Here are some things we can do to take care of ourselves, “process” our grief, remove ourselves from the torture chamber of guilt and summon the strength we need to adjust to a completely unfamiliar new normal — or to fight our way back into our lives.
- Become Your Own Best Supporter
You are grieving! Having suffered a terrible loss, your world has been turned inside out and upside down. Standing in the ashes of your “old normal,” you’re likely feeling lost and scared. Worried about yourself and not sure how to go forward, your mind is in search mode as you’re trying to lessen the pain and anguish. This is a time when people can become their own worst critic, shaming and faulting themselves for being so “screwed up,” or their own best friend, patiently supporting, encouraging, assuring and bolstering themselves with kindness and understanding.
- Surround Yourself with Loving Support
Trusted confidants who can listen without judgement, provide actual support and stand by you patiently as you explore the “new normal” are an essential part of healing after loss. Avoid people who offer unsolicited advice, put a psychological or religious spin on everything and try to “figure out, fix and rescue you from your sorrow. The people with whom it is safe to vent your feelings are the best.
- Find Peer-Support and Education from Folks in Your New Tribe
Resources exist in most of our communities for peer support and education. These resources now exist online as well. Support groups directly address the inner and outer challenges of living losses described above offer resource and information-sharing, experiential learning and community advocacy.
You will quickly learn that you’re not alone! We all have much to learn about living with and promoting the kinds of things that reduce and/or prevent them. There are devoted, knowledgeable experts in almost every community whose support can be invaluable. But we also have one another. Peer support and education can make all the difference. Or, as I like to say, “Hope Loves Company.”
- Adopt Self-Help Practices
We also have the amazing ability to help ourselves. How we do this is the core of my book, The Real Rules of Life. By taking exceptionally good care of ourselves, getting the help and support we need, learning more about how to cope with the pain, sorrow, anger, fear and frustration that come with a living loss, we can fight our way back into life stronger and smarter than ever.
Becoming our own best friend and supporter also means freeing ourselves of the debilitating blame, guilt, judgment and punishment that many of us have unknowingly turned against ourselves. Learning to treat ourselves with kindness, patience, self-compassion, forgiveness, encouragement and understanding is the key. Each of us is human — and a work in progress. Helping ourselves changes everything.

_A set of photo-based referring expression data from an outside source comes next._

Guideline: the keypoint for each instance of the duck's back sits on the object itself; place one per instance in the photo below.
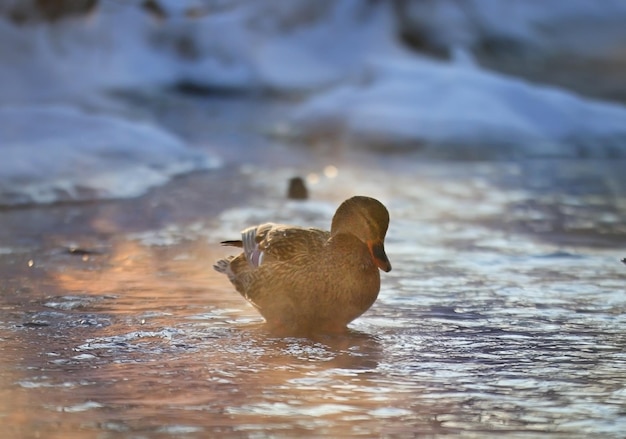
(303, 278)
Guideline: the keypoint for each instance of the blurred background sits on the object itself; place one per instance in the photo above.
(135, 135)
(452, 79)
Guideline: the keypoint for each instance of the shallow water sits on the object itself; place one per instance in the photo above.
(504, 312)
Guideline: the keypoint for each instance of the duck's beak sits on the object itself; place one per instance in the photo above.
(377, 249)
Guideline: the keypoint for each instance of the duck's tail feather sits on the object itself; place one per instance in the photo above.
(233, 243)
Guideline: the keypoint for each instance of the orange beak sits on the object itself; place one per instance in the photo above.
(377, 249)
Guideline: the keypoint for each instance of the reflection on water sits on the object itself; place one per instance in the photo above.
(483, 328)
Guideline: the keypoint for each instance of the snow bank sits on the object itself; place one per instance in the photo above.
(462, 110)
(576, 27)
(59, 154)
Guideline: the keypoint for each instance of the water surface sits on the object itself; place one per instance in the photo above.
(504, 313)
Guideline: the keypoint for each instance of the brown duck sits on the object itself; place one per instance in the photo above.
(310, 280)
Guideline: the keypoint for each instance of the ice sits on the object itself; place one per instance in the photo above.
(60, 153)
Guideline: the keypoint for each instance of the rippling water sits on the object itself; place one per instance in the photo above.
(504, 313)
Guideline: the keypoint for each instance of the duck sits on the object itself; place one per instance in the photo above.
(304, 280)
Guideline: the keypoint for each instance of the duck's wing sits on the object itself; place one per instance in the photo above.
(278, 242)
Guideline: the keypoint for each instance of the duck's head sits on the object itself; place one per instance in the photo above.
(367, 219)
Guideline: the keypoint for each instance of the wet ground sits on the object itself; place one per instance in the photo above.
(504, 313)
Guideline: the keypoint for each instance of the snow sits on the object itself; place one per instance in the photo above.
(577, 27)
(364, 85)
(60, 153)
(428, 104)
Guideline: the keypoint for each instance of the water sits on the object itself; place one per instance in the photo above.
(504, 313)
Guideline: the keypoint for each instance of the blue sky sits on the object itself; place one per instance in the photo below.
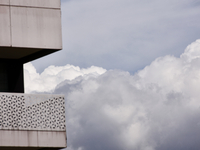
(130, 73)
(125, 35)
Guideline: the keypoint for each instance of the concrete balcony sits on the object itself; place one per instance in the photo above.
(29, 121)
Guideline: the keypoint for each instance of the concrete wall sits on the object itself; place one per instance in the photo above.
(30, 24)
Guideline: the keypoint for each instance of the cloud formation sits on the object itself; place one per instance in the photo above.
(123, 34)
(157, 108)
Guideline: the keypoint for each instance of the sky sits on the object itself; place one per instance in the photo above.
(130, 73)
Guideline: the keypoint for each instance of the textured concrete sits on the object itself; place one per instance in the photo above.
(32, 139)
(29, 29)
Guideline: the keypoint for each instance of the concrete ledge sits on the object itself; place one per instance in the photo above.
(32, 139)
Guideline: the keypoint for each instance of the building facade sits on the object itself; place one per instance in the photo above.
(29, 29)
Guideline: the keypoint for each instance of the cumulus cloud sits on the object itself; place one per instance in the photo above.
(157, 108)
(53, 75)
(116, 33)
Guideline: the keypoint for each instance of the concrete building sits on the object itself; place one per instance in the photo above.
(29, 29)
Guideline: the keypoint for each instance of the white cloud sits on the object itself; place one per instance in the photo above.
(53, 75)
(157, 108)
(123, 34)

- Get Professional Help if Needed
Getting professional help from a qualified therapist, counselor, coach or spiritual advisor/ clergy can make all the difference as a complement to the other options mentioned above.
We don’t get to play God in this life. No matter how healthy, wealthy or wise we become, there will always be things that are beyond our ability to control, understand and move through. We can, however, learn to live valiantly, humbly and honorably in the face of life’s most devastating living losses, setbacks and tragedies.

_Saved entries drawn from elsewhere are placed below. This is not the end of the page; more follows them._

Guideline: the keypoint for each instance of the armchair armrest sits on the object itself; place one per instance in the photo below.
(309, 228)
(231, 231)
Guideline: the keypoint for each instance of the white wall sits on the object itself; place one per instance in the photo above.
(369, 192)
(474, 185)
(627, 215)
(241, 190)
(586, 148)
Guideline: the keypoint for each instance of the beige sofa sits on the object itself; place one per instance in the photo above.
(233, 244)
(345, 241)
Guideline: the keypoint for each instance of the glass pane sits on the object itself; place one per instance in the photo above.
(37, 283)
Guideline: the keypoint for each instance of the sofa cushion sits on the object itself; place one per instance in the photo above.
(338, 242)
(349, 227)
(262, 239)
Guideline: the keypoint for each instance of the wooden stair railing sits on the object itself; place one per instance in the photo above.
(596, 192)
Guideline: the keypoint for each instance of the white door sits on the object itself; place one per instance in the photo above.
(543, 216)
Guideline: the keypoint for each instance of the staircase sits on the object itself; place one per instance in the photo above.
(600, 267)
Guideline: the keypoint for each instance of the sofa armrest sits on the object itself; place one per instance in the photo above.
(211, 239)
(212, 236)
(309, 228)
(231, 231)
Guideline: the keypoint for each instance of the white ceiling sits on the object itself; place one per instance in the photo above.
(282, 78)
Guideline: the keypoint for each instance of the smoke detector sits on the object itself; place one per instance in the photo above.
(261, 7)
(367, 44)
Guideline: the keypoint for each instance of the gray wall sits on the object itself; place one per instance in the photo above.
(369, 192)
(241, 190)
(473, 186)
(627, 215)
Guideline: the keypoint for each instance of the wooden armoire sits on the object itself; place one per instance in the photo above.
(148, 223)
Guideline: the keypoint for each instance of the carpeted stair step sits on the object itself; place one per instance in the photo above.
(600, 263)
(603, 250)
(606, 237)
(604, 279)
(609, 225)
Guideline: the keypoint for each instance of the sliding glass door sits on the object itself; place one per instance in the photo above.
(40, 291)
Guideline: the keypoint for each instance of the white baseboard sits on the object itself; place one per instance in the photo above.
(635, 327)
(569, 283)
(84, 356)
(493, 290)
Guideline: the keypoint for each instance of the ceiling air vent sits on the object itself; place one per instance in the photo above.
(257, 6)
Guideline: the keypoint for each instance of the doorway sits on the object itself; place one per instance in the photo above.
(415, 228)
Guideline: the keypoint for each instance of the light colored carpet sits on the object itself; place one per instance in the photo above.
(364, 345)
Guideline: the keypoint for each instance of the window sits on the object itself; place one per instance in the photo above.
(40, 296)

We can summon the strength to face each day as it comes, doing the best we can, working hard to help ourselves create the best of all possible futures. This takes time, patience, faith, humility and courage.
Rising out of the ashes of a living loss, mobilizing resources and fighting our way back into life is how we grow our souls. This triumph of the human spirit happens one breath at a time when we allow self-compassion and kindness to guide our path forward.